The code looks like this:
path = "/home/kristina/snpeff_analysis/a.a/result/Ann.vcf/TEST_P.G_ann.vcf/PLAY.TEST"
all_files = glob.glob(path + "/*_G.P.vcf")
#print(all_files)
aa_df = []
for filename in all_files:
aa_df = pd.read_csv(filename, sep='\t')
new_header = {'Gene':'Gene', 'P':'Aminoacids'}
aa_df.rename(columns=new_header, inplace=True)
aa_df.to_csv(filename, index=False, sep='\t')
#%%
#split & replace
def get_element(my_list, position):
return my_list[position]
df = aa_df
for filename in all_files:
df.Gene.str.split('|').apply(get_element, position=0), df.Aminoacids.str.split('|').apply(get_element, position=0).str.replace('p.','').to_csv(filename, index=False, sep='\t')
Ex looking into one file
Gene Aminoacids
gyrA|Rv0007|ppiA|dnaN|recF|Rv0004|gyrB|Rv0008c p.Ser95Thr|.|.|.|.|.|.|.
rpoB|rpoC|atsD|vapB8|vapC8|Rv0666 p.His445Asp|.|.|.|.|.
Rv1313c|Rv1314c|atpC|Rv1312|murA|ogt|rrs .|.|.|.|.|.|.
tlyA|ppnK|recN|Rv1697|mctB|mpg|tyrS|lprJ|Rv1691|Rv1692|Rv1693 p.Leu11Leu|.|.|.|.|.|.|.|.
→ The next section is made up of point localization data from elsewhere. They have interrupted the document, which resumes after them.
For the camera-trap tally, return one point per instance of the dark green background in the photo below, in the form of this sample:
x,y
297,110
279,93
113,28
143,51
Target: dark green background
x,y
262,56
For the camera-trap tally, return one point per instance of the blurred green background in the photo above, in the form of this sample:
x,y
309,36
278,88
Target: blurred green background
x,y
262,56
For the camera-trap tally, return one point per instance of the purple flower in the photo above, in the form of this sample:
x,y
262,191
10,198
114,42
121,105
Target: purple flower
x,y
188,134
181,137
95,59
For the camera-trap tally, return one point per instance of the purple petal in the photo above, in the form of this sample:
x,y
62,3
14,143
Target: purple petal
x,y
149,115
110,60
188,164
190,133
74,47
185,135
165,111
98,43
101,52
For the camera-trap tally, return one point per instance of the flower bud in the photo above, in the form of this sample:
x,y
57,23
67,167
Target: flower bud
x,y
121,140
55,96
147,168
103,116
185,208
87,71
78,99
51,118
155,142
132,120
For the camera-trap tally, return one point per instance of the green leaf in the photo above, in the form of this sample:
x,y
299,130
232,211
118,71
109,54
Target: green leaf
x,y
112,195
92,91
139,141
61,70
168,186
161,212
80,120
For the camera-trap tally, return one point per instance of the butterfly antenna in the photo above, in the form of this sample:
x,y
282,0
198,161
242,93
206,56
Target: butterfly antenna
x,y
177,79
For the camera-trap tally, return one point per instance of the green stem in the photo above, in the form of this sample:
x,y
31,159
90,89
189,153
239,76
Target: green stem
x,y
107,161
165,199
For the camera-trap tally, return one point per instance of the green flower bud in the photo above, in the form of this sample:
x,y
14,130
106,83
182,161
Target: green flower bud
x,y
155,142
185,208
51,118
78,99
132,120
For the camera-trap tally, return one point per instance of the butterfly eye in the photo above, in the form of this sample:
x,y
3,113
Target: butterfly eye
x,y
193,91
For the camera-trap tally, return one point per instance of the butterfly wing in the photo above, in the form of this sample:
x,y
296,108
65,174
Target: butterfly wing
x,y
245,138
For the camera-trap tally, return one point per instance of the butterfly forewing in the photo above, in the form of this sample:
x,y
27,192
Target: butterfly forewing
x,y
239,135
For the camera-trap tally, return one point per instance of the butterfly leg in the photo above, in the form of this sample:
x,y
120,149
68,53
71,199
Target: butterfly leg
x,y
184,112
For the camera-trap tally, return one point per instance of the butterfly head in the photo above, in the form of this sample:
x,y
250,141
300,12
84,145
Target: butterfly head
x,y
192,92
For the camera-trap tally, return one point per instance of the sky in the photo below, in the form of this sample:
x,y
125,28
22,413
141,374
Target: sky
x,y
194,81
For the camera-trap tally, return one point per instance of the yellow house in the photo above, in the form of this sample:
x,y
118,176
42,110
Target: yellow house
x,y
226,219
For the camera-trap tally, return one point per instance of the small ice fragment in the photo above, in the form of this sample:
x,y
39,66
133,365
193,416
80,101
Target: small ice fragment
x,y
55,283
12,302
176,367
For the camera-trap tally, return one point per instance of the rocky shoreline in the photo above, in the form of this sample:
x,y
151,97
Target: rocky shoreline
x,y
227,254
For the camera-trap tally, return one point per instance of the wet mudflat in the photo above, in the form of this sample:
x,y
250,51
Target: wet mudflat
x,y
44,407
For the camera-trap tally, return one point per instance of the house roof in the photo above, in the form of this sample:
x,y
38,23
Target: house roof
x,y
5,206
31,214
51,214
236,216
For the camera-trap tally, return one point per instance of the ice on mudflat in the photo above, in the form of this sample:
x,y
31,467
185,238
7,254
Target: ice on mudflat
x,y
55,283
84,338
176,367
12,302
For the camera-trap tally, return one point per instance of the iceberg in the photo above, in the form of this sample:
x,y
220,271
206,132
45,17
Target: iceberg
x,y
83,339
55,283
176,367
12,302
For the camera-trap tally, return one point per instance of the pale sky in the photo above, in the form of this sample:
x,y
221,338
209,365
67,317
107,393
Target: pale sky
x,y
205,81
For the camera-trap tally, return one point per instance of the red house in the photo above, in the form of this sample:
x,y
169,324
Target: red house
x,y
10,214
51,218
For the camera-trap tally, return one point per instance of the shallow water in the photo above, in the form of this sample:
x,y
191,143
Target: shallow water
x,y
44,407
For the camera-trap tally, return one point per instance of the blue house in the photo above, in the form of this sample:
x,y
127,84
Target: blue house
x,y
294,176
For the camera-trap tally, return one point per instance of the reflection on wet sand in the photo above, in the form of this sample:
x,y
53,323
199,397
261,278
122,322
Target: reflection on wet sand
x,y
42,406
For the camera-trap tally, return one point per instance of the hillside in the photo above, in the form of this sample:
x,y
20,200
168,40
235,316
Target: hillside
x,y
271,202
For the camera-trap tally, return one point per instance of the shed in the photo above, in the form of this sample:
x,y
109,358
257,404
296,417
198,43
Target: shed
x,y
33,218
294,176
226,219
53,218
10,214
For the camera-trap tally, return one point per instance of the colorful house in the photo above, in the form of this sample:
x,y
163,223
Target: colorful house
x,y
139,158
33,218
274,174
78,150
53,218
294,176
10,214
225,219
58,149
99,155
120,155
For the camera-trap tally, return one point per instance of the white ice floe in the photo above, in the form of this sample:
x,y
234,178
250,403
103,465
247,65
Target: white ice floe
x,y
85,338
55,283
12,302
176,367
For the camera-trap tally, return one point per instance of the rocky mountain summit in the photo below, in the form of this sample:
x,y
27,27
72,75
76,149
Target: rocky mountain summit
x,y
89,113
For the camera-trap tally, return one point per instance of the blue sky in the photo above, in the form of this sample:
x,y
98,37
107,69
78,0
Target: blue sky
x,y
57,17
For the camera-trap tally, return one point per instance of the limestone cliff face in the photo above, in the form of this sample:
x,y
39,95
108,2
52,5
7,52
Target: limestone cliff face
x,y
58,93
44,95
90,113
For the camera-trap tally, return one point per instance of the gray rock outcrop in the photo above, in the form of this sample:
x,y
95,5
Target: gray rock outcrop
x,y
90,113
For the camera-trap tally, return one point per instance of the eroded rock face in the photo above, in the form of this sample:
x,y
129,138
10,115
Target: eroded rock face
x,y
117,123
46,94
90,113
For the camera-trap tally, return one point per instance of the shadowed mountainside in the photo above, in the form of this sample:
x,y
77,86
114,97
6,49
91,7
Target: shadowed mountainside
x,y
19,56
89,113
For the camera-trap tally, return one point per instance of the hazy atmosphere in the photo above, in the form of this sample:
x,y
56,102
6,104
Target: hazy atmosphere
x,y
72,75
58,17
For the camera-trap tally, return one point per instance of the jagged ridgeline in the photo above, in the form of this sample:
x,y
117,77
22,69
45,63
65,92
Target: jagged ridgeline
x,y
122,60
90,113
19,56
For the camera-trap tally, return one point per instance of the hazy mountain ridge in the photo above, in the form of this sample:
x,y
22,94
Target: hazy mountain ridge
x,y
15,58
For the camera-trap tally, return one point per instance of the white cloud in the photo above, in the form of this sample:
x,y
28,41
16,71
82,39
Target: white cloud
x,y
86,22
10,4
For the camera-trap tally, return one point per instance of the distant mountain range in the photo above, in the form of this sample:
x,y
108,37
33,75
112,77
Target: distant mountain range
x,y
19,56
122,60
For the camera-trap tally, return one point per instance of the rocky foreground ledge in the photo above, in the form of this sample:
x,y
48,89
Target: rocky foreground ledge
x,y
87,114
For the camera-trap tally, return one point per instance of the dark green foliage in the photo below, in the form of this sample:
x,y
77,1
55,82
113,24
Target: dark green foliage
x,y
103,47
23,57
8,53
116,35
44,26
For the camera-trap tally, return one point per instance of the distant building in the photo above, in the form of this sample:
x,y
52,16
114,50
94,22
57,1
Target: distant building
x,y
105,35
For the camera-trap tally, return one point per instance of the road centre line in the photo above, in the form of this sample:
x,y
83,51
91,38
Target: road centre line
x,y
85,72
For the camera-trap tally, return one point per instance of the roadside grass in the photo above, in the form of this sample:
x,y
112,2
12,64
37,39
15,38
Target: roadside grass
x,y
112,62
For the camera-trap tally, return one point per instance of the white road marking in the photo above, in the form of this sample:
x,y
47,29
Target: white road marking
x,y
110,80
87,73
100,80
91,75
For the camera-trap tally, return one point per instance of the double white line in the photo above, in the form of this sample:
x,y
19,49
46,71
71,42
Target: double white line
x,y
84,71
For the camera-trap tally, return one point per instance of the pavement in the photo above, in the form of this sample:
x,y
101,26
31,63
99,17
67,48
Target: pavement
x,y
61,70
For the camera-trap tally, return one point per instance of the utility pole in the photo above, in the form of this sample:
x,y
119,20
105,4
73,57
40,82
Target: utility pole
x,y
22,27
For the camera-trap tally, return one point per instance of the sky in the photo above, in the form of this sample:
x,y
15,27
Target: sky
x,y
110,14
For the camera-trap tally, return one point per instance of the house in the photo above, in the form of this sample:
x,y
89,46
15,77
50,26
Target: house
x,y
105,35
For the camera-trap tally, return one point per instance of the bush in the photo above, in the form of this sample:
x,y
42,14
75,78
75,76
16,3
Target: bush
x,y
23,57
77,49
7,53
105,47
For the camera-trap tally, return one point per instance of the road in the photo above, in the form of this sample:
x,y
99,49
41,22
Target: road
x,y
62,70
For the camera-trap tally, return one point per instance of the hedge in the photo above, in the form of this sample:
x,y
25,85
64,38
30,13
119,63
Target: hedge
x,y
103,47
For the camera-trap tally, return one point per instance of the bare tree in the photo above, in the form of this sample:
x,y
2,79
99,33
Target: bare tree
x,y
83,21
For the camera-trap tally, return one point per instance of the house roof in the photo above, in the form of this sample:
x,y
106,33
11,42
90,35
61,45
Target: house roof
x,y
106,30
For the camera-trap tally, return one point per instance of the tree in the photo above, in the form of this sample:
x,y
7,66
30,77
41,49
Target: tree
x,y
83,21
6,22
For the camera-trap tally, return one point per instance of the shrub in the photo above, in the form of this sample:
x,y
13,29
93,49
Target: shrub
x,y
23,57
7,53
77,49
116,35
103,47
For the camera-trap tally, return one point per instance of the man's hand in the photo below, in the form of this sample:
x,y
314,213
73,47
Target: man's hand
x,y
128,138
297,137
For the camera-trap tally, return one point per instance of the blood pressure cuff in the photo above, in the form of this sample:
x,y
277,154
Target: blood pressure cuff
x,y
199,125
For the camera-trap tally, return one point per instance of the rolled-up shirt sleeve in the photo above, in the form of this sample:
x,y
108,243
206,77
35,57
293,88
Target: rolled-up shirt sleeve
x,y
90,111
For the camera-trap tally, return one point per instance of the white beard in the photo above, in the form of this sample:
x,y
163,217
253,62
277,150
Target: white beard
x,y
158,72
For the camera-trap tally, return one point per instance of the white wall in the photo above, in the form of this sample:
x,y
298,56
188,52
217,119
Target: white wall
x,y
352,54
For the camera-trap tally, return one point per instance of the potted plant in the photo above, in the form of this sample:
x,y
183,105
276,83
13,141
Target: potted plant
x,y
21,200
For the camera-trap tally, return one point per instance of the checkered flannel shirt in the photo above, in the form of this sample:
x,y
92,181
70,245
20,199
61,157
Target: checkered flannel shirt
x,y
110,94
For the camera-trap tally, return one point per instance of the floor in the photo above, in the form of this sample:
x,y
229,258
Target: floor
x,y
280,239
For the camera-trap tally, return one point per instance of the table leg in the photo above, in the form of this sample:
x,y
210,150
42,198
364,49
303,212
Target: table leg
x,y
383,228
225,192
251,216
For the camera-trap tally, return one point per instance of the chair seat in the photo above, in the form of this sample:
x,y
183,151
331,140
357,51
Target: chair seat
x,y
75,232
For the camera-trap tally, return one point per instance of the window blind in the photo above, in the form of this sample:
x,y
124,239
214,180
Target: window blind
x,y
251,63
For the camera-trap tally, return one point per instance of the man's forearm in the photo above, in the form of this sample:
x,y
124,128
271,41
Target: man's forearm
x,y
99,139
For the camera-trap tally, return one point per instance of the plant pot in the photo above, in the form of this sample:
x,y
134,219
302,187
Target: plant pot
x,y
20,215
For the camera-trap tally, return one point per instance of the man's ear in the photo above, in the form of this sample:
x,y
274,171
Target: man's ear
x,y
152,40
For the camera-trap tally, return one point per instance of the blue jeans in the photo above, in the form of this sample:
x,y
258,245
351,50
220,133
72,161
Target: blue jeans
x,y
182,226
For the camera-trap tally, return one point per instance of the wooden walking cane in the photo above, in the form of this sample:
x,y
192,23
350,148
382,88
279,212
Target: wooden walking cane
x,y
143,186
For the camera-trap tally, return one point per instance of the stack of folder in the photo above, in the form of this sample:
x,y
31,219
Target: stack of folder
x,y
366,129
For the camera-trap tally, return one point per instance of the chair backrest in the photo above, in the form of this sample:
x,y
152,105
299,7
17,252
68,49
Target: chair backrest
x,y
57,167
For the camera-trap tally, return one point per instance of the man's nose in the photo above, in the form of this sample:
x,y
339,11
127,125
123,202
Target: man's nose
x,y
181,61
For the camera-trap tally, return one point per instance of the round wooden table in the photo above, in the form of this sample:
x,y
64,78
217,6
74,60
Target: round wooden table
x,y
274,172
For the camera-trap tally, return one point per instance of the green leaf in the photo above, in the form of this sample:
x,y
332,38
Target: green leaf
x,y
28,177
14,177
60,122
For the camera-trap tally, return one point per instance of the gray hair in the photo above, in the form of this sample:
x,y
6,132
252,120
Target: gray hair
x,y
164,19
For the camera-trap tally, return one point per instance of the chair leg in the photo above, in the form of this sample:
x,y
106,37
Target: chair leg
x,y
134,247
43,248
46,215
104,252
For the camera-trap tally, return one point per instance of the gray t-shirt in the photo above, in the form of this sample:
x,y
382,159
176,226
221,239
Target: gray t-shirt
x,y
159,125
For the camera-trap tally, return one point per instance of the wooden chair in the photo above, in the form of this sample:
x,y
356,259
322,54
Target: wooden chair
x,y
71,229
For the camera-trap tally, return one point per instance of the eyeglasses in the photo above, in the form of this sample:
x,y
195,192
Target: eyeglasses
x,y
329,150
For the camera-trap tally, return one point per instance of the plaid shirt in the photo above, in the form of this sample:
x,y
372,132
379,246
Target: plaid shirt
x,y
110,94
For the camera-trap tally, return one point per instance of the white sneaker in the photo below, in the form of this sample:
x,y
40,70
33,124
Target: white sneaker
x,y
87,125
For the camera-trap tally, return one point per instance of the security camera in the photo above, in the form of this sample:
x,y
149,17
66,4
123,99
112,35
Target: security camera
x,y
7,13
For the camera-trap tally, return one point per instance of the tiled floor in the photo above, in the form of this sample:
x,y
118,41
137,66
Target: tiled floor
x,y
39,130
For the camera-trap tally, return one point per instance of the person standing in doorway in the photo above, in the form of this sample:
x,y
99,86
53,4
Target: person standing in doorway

The issue that I have is that when running the last part of my script it only outputs the split in the Aminoacids column.
Aminoacids
Ser95Thr
His445Asp
.
Leu11Leu
But when changing the last command to end with .head instead of .to_csv the ouput in the interactive window it look correct.
(0 gyrA
1 rpoB
2 Rv1313c
3 tlyA
Name: Gene, dtype: object,
<bound method NDFrame.head of
0 Ser95Thr
1 His445Asp
2 .
3 Leu11Leu
Name: Aminoacids, dtype: object>)
What am I doing wrong? I can add that I'm new to programing and that I have uploaded the same question to stackoverflow.
I think a non-Pandas solution may be faster.
Thank you Shred! Your suggestion works fine!